Dr. John Toussaint wrote about the prevailing behaviors of healthcare managers in his books, On The Mend and Potent Medicine, and in his recent article “The Promise of Lean In Healthcare”, published in the Mayo Clinic Proceedings, and it has become a part of every presentation he makes. Some attributes of what he calls “White Coat Leadership” (for clinicians and administrators) are:
– Exhibit an “all knowing” attitude
– Adopt an “in charge” posture
– Demonstrate autocratic tendencies
– Adopts a “buck stops here” approach
– Shows impatience
– Blames others
– Controls others
One of the principles behind these behaviors is “reductionist thinking.” We see our organization as a collection of parts and we believe that by studying and managing the parts separately, we’ll get a well-run organization. Our view of the organization looks like a typical organization chart. Let’s use productivity management as an example. The traditional (prevailing) approach is to give each department a target and tell them to stay within that productivity level. We reward and recognize managers who manage their box well. For example, we believe that a productive OR, plus a productive nursing unit, plus a productive laboratory will equal a productive organization. In reality, we get the opposite. This kind of approach drives unproductive and wasteful behaviors of maintaining silos, producing a lack of collaboration and cooperation.

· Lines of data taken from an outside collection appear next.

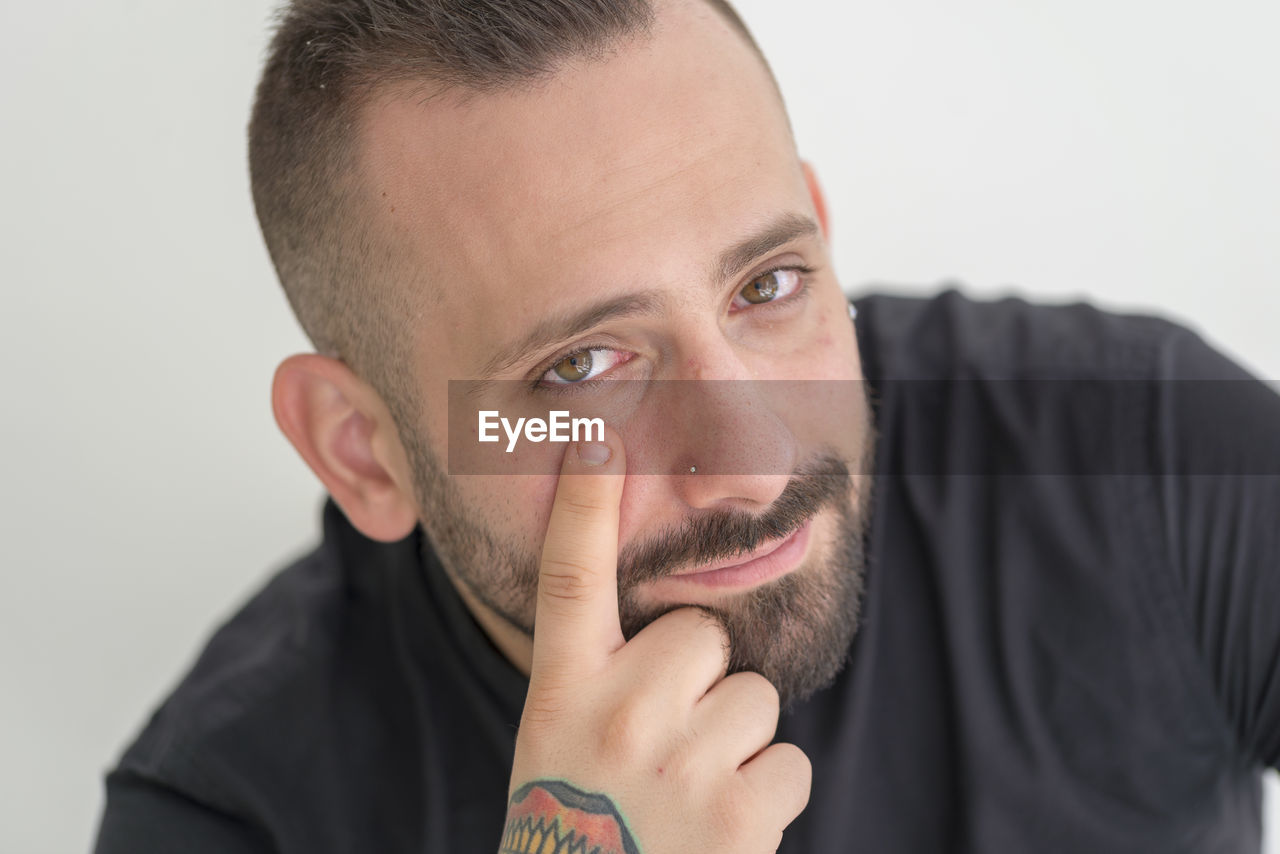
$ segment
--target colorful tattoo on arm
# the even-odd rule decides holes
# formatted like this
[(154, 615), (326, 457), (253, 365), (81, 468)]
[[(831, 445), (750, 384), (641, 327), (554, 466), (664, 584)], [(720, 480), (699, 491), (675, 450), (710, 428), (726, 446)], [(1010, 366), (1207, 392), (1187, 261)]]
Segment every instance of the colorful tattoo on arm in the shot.
[(640, 854), (640, 848), (605, 795), (535, 780), (511, 796), (498, 854)]

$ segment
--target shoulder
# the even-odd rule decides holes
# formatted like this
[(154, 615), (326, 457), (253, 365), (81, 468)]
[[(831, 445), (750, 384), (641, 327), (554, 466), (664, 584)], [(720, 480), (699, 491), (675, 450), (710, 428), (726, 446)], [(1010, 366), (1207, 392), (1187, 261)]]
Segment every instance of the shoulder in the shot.
[[(1117, 615), (1125, 646), (1101, 647), (1099, 672), (1117, 662), (1129, 663), (1126, 679), (1141, 672), (1158, 700), (1150, 720), (1168, 714), (1168, 731), (1181, 733), (1169, 744), (1181, 738), (1274, 763), (1280, 703), (1266, 693), (1275, 669), (1260, 662), (1280, 660), (1275, 389), (1156, 314), (982, 301), (954, 289), (856, 302), (894, 451), (886, 470), (931, 475), (903, 487), (917, 505), (943, 506), (942, 497), (919, 499), (930, 489), (954, 494), (944, 475), (1054, 475), (1019, 482), (1038, 490), (1036, 500), (993, 501), (984, 522), (1036, 531), (1028, 553), (1092, 549), (1088, 561), (1059, 562), (1055, 572), (1092, 585), (1092, 617), (1104, 608)], [(987, 506), (970, 501), (955, 512)], [(1047, 508), (1053, 516), (1041, 518)], [(1103, 571), (1090, 576), (1091, 566)], [(1046, 601), (1056, 607), (1069, 596)], [(1071, 622), (1091, 626), (1087, 642), (1060, 644), (1071, 656), (1110, 637), (1096, 621), (1073, 614)]]
[(1167, 380), (1221, 370), (1155, 314), (954, 288), (856, 304), (877, 417), (898, 442), (887, 464), (903, 473), (1156, 474), (1177, 430)]
[(362, 834), (412, 848), (421, 757), (406, 747), (428, 723), (406, 640), (420, 540), (369, 540), (332, 499), (323, 518), (323, 542), (217, 629), (108, 774), (107, 823), (143, 791), (148, 826), (176, 798), (287, 850), (347, 850)]
[[(1116, 465), (1096, 473), (1280, 474), (1274, 384), (1180, 322), (1087, 302), (976, 300), (955, 288), (856, 304), (867, 379), (881, 392), (959, 396), (993, 417), (1035, 415), (1037, 430), (1059, 415), (1112, 440)], [(1103, 436), (1101, 425), (1120, 432)]]
[(366, 664), (387, 622), (376, 548), (393, 546), (354, 542), (331, 499), (324, 530), (213, 633), (117, 772), (242, 814), (268, 808), (264, 784), (296, 798), (308, 771), (335, 761), (338, 719), (368, 693), (361, 680), (389, 681)]
[(119, 770), (236, 811), (237, 769), (301, 735), (297, 722), (324, 695), (344, 598), (325, 546), (279, 571), (212, 635)]
[(1154, 313), (1089, 302), (974, 299), (954, 286), (930, 296), (855, 300), (869, 378), (1153, 376), (1161, 353), (1197, 339)]

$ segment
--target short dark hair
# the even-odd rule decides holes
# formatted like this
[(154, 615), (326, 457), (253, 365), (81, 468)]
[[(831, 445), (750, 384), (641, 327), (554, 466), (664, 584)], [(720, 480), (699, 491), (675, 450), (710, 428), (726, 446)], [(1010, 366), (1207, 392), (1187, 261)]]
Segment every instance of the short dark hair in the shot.
[[(703, 0), (759, 53), (725, 0)], [(352, 168), (369, 93), (398, 81), (495, 91), (596, 56), (652, 25), (651, 0), (291, 0), (249, 122), (253, 201), (272, 263), (316, 350), (341, 359), (414, 430), (413, 309), (392, 249), (360, 215)]]

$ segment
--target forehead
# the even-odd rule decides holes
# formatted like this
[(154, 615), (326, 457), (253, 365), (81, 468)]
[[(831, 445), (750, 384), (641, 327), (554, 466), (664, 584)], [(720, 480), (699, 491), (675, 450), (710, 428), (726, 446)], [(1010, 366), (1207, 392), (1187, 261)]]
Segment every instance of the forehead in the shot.
[(422, 322), (449, 317), (436, 340), (497, 334), (586, 292), (687, 282), (780, 207), (807, 205), (764, 64), (700, 2), (519, 91), (385, 93), (362, 172), (375, 228), (440, 310)]

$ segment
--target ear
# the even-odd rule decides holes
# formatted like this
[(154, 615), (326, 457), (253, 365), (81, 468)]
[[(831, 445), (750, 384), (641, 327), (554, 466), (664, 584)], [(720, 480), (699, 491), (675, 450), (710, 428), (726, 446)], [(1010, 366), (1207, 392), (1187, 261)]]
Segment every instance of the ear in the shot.
[(413, 531), (417, 505), (395, 422), (350, 368), (316, 353), (290, 356), (276, 368), (271, 410), (357, 530), (382, 542)]
[(822, 226), (822, 239), (831, 239), (831, 226), (827, 219), (827, 200), (822, 196), (822, 187), (818, 184), (818, 175), (813, 171), (813, 164), (808, 160), (800, 161), (804, 170), (804, 182), (809, 187), (809, 198), (813, 200), (813, 209), (818, 212), (818, 225)]

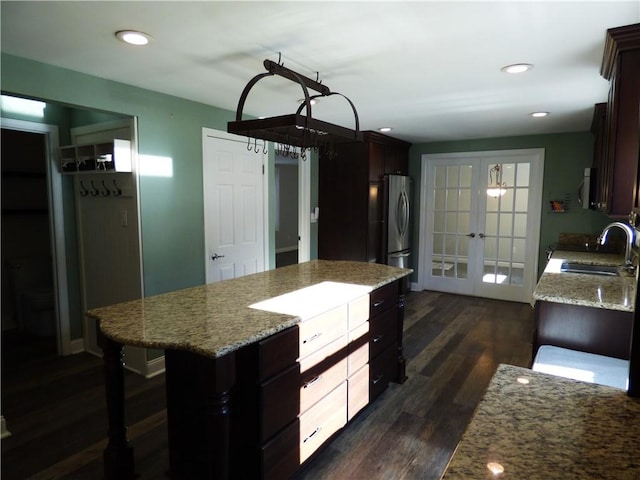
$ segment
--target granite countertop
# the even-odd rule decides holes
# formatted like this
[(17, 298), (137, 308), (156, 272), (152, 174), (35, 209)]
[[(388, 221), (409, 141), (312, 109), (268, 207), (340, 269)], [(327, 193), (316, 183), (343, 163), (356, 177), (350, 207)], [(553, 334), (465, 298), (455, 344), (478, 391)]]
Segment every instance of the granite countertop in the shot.
[(500, 365), (442, 480), (635, 480), (638, 418), (624, 390)]
[(375, 263), (313, 260), (95, 308), (87, 314), (116, 342), (215, 358), (301, 321), (296, 315), (250, 308), (256, 302), (326, 281), (362, 285), (371, 291), (412, 271)]
[(544, 300), (633, 312), (635, 275), (623, 269), (619, 270), (618, 277), (560, 272), (564, 261), (617, 266), (624, 264), (624, 257), (611, 253), (554, 251), (533, 292), (533, 303)]

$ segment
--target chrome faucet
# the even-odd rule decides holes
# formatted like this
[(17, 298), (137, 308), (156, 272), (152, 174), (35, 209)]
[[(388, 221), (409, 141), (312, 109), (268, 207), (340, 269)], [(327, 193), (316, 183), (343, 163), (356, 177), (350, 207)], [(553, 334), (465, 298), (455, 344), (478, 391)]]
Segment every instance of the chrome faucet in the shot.
[(624, 250), (624, 268), (626, 268), (627, 270), (634, 270), (635, 267), (633, 266), (633, 260), (631, 258), (633, 244), (635, 240), (635, 230), (633, 228), (631, 228), (626, 223), (622, 223), (622, 222), (610, 223), (609, 225), (604, 227), (604, 230), (602, 230), (602, 233), (598, 237), (598, 243), (600, 245), (604, 245), (606, 243), (607, 235), (609, 235), (609, 230), (611, 230), (613, 227), (621, 228), (622, 230), (624, 230), (624, 233), (627, 235), (627, 246)]

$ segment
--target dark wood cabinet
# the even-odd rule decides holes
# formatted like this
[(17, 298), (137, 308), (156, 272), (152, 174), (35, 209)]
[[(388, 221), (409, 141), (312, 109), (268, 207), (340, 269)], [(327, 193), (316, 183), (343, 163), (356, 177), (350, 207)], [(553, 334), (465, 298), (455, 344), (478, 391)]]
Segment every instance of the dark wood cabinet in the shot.
[(600, 73), (610, 82), (600, 209), (626, 218), (640, 206), (640, 24), (607, 30)]
[(410, 144), (371, 131), (363, 138), (337, 146), (335, 156), (320, 157), (320, 259), (386, 263), (383, 180), (408, 174)]
[(533, 356), (541, 345), (628, 359), (633, 313), (536, 302)]
[(405, 380), (403, 282), (237, 352), (231, 478), (290, 478), (389, 382)]
[(593, 119), (591, 121), (591, 133), (593, 133), (595, 139), (593, 143), (593, 163), (592, 167), (594, 172), (592, 175), (595, 177), (595, 181), (592, 181), (591, 186), (595, 189), (591, 193), (589, 208), (600, 210), (602, 205), (606, 202), (608, 189), (609, 189), (609, 176), (610, 170), (607, 164), (606, 155), (606, 138), (607, 138), (607, 104), (597, 103), (593, 108)]

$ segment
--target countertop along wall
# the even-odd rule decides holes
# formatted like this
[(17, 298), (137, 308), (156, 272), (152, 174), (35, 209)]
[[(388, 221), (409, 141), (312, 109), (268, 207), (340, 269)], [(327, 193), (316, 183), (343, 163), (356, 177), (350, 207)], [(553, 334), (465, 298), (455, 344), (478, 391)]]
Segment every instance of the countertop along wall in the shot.
[[(600, 233), (610, 219), (603, 213), (585, 210), (576, 202), (578, 186), (584, 169), (593, 161), (594, 137), (590, 132), (527, 135), (518, 137), (485, 138), (448, 142), (413, 144), (409, 150), (409, 175), (414, 181), (414, 209), (411, 219), (414, 225), (413, 245), (419, 245), (421, 162), (425, 153), (476, 152), (544, 148), (544, 179), (542, 187), (542, 215), (540, 225), (540, 250), (538, 277), (546, 264), (546, 249), (558, 241), (561, 232)], [(571, 195), (569, 211), (552, 213), (549, 200), (564, 200)], [(417, 252), (416, 252), (417, 253)], [(414, 259), (417, 259), (417, 255)], [(419, 277), (420, 265), (414, 263), (412, 281)]]

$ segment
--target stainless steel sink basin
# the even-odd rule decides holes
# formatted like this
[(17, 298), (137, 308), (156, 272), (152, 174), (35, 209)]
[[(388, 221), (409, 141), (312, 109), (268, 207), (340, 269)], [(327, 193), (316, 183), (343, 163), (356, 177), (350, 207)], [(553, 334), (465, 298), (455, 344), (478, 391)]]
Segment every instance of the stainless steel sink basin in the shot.
[(569, 273), (586, 273), (589, 275), (608, 275), (611, 277), (617, 277), (620, 275), (618, 273), (618, 267), (610, 265), (588, 265), (585, 263), (575, 262), (563, 262), (562, 265), (560, 265), (560, 271)]

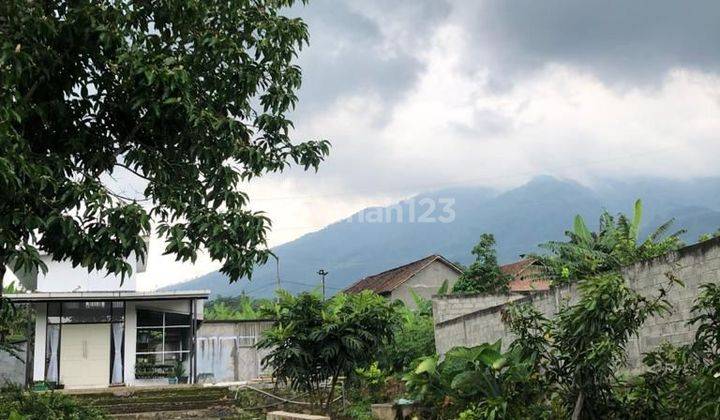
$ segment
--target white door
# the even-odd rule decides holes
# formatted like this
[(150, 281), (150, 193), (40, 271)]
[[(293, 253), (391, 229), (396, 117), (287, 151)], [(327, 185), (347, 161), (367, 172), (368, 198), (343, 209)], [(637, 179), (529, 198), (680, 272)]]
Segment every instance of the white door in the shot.
[(110, 384), (110, 324), (65, 324), (60, 333), (60, 383), (66, 388)]

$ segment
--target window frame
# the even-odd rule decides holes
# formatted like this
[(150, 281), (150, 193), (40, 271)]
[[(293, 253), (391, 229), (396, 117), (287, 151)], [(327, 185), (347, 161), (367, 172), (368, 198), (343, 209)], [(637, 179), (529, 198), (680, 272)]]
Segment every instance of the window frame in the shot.
[[(138, 326), (135, 327), (135, 329), (136, 329), (136, 332), (135, 332), (135, 337), (136, 337), (136, 339), (137, 339), (138, 334), (140, 334), (140, 331), (143, 331), (143, 330), (158, 330), (158, 329), (161, 329), (161, 330), (162, 330), (162, 341), (161, 341), (161, 343), (162, 343), (162, 350), (161, 350), (161, 351), (136, 351), (136, 352), (135, 352), (135, 361), (136, 361), (136, 363), (137, 363), (137, 358), (138, 358), (138, 356), (160, 355), (160, 362), (159, 362), (159, 363), (164, 364), (164, 363), (165, 363), (165, 356), (168, 355), (168, 354), (177, 354), (177, 355), (180, 355), (181, 358), (182, 358), (182, 355), (183, 355), (183, 354), (188, 354), (188, 355), (190, 354), (190, 346), (191, 346), (191, 345), (187, 345), (187, 349), (183, 350), (183, 341), (182, 341), (182, 340), (180, 340), (180, 350), (165, 350), (165, 346), (166, 346), (166, 342), (167, 342), (167, 341), (166, 341), (167, 334), (165, 333), (165, 331), (168, 330), (168, 329), (186, 328), (186, 329), (187, 329), (187, 332), (188, 332), (188, 337), (186, 338), (186, 340), (187, 340), (187, 341), (192, 341), (192, 340), (190, 339), (190, 334), (192, 333), (192, 332), (191, 332), (192, 320), (190, 319), (190, 315), (188, 315), (188, 314), (183, 314), (183, 313), (178, 313), (178, 312), (172, 312), (172, 311), (157, 311), (157, 310), (152, 310), (152, 309), (144, 309), (144, 308), (141, 309), (141, 308), (138, 308), (138, 310), (137, 310), (137, 312), (138, 312), (138, 318), (139, 318), (139, 313), (140, 313), (140, 311), (155, 312), (155, 313), (160, 313), (160, 314), (162, 314), (162, 325), (144, 325), (144, 326), (138, 325)], [(187, 317), (188, 317), (188, 324), (187, 324), (187, 325), (167, 325), (167, 317), (166, 317), (166, 314), (168, 314), (168, 313), (187, 316)]]

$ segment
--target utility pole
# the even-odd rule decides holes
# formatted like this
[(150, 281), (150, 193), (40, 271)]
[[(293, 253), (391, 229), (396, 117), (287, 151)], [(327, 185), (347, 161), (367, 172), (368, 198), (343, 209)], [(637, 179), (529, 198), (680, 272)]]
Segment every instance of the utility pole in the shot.
[(323, 300), (325, 300), (325, 276), (327, 276), (330, 273), (328, 273), (327, 271), (325, 271), (321, 268), (320, 271), (318, 271), (318, 274), (320, 275), (320, 277), (322, 279), (321, 281), (322, 281)]
[(280, 299), (280, 296), (277, 294), (278, 291), (280, 291), (280, 257), (278, 257), (275, 254), (270, 254), (275, 258), (275, 295), (276, 299)]
[(277, 290), (280, 290), (280, 257), (275, 257), (275, 278), (277, 280)]

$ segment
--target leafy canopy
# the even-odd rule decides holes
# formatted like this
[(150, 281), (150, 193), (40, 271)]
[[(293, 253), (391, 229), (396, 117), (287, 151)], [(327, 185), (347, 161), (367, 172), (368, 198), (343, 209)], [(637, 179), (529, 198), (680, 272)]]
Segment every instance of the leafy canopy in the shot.
[(507, 293), (509, 276), (500, 271), (495, 252), (495, 236), (480, 235), (472, 249), (475, 261), (466, 267), (453, 286), (453, 293)]
[[(668, 279), (670, 286), (676, 281)], [(518, 337), (511, 348), (537, 360), (546, 395), (556, 396), (566, 415), (612, 417), (623, 409), (614, 389), (628, 340), (649, 317), (670, 313), (667, 291), (643, 296), (617, 273), (582, 280), (577, 287), (579, 301), (550, 319), (531, 304), (512, 306), (505, 315)]]
[[(447, 282), (441, 287), (447, 287)], [(395, 301), (393, 309), (399, 317), (395, 324), (393, 340), (386, 343), (378, 354), (378, 366), (390, 374), (404, 373), (413, 362), (435, 353), (435, 322), (432, 302), (410, 290), (414, 308), (402, 301)]]
[(262, 307), (270, 304), (268, 299), (253, 299), (241, 294), (235, 297), (218, 297), (205, 305), (205, 319), (248, 320), (261, 319)]
[(207, 249), (231, 280), (265, 262), (269, 220), (238, 188), (329, 151), (290, 138), (293, 3), (0, 2), (0, 269), (43, 269), (42, 250), (128, 274), (151, 218), (166, 253)]
[(431, 418), (457, 418), (463, 410), (479, 418), (531, 418), (524, 411), (532, 390), (534, 361), (515, 349), (503, 353), (500, 341), (475, 347), (455, 347), (442, 361), (426, 357), (403, 380), (410, 395), (433, 407)]
[[(285, 291), (278, 297), (276, 305), (265, 308), (275, 323), (258, 343), (269, 350), (262, 363), (279, 382), (308, 393), (316, 407), (329, 410), (338, 377), (370, 366), (381, 346), (392, 340), (396, 314), (370, 291), (341, 293), (330, 300)], [(326, 381), (327, 388), (322, 386)]]
[(640, 239), (642, 202), (637, 200), (631, 217), (600, 215), (597, 232), (591, 231), (582, 216), (575, 216), (573, 229), (566, 231), (567, 242), (550, 241), (540, 245), (549, 252), (538, 255), (550, 275), (558, 280), (579, 280), (596, 274), (616, 272), (622, 266), (654, 258), (680, 248), (679, 230), (668, 234), (674, 220), (669, 220), (644, 240)]
[(688, 322), (691, 344), (664, 344), (645, 355), (648, 370), (629, 393), (635, 418), (720, 417), (720, 285), (700, 286)]

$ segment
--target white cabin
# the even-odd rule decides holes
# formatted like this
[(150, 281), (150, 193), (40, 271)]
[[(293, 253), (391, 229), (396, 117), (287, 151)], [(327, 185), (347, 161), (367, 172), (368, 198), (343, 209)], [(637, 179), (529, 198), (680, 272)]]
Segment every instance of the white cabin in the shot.
[(209, 291), (139, 292), (144, 264), (134, 258), (124, 279), (42, 258), (47, 273), (21, 276), (34, 290), (7, 295), (36, 312), (27, 355), (33, 382), (100, 388), (197, 380), (197, 329)]

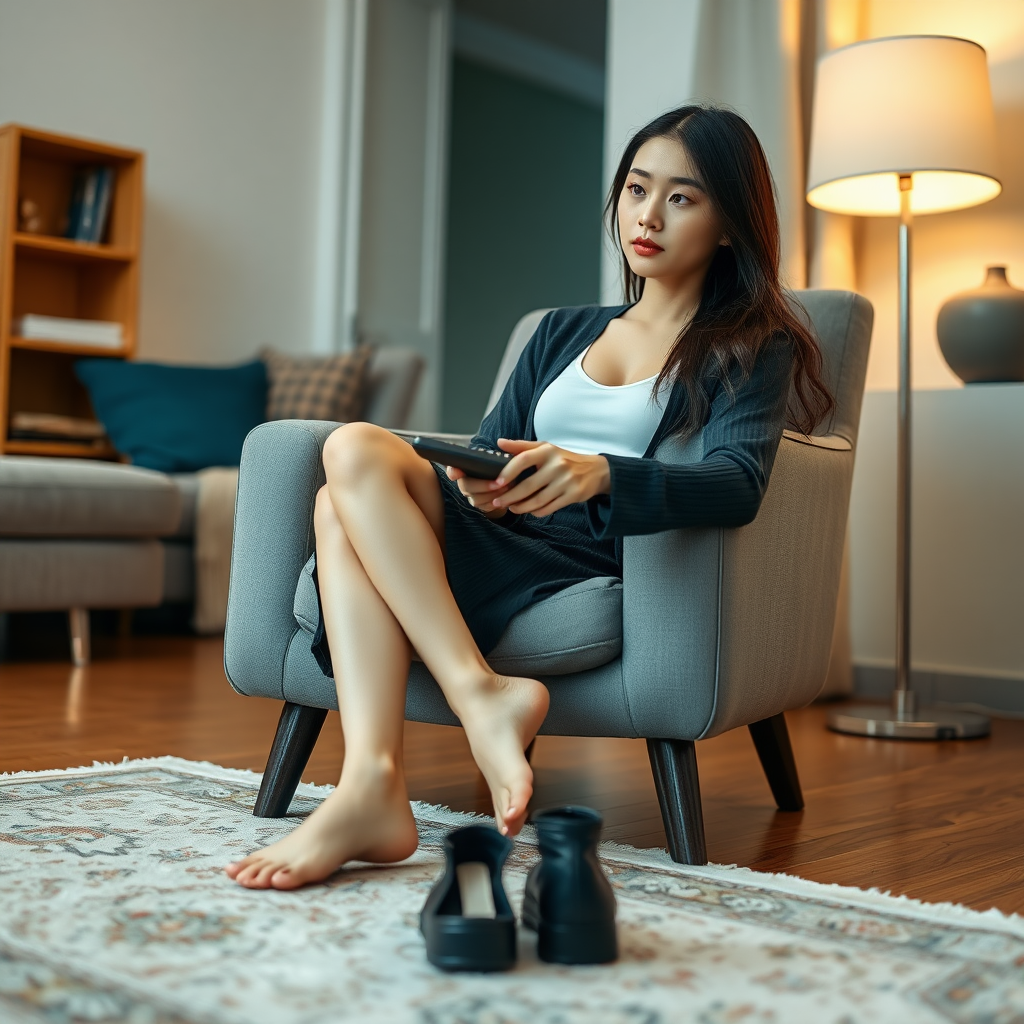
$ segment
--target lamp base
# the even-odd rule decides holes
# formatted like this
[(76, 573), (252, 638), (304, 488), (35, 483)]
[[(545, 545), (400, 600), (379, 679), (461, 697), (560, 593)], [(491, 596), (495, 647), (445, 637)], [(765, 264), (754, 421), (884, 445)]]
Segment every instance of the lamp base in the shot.
[(862, 704), (829, 712), (828, 727), (851, 736), (886, 740), (968, 740), (987, 736), (992, 722), (973, 711), (918, 708), (900, 715), (882, 704)]

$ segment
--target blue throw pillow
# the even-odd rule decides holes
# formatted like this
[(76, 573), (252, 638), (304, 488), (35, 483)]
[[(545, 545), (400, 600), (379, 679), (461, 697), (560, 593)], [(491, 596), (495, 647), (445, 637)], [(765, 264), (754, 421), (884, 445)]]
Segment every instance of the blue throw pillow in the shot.
[(237, 466), (265, 419), (267, 368), (79, 359), (75, 373), (111, 443), (136, 466), (189, 473)]

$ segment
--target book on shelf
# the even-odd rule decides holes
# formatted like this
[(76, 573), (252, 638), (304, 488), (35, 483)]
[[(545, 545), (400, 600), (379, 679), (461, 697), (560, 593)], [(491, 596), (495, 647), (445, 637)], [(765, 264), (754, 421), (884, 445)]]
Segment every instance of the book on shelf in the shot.
[(124, 327), (113, 320), (75, 320), (67, 316), (26, 313), (11, 325), (11, 333), (33, 341), (56, 341), (65, 345), (121, 348)]
[(66, 238), (91, 244), (103, 241), (114, 194), (114, 173), (108, 165), (80, 167), (75, 173)]
[(110, 215), (110, 201), (114, 195), (114, 168), (101, 167), (100, 181), (97, 186), (96, 215), (93, 218), (90, 242), (99, 244), (107, 230), (107, 217)]
[(48, 412), (16, 412), (11, 415), (8, 436), (13, 441), (75, 441), (99, 444), (106, 439), (102, 423), (77, 416)]

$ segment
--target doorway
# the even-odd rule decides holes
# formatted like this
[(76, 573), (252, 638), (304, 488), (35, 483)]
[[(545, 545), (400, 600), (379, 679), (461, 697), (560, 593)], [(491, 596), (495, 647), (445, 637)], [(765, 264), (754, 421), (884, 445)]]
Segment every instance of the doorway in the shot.
[(606, 0), (455, 0), (441, 426), (472, 433), (516, 321), (600, 295)]

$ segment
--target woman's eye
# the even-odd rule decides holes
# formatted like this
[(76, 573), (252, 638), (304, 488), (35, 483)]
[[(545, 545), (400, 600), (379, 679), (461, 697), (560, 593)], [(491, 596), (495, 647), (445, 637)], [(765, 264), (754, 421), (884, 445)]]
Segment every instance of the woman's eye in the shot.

The problem is that we don’t “think systemically,” which is one of the guiding principles. When we view the organization as a system, we see how the parts are connected and interdependent. We understand that for the organization to run well, the parts must (by definition) be sub-optimized. Some departments will need to run at a loss, or be less productive (when measured separately).
This is just one example of one of the guiding principles we will be discussing in this series of blog posts. This is our current thinking, but we will still learning. What do you think? We would like to hear your thoughts on this.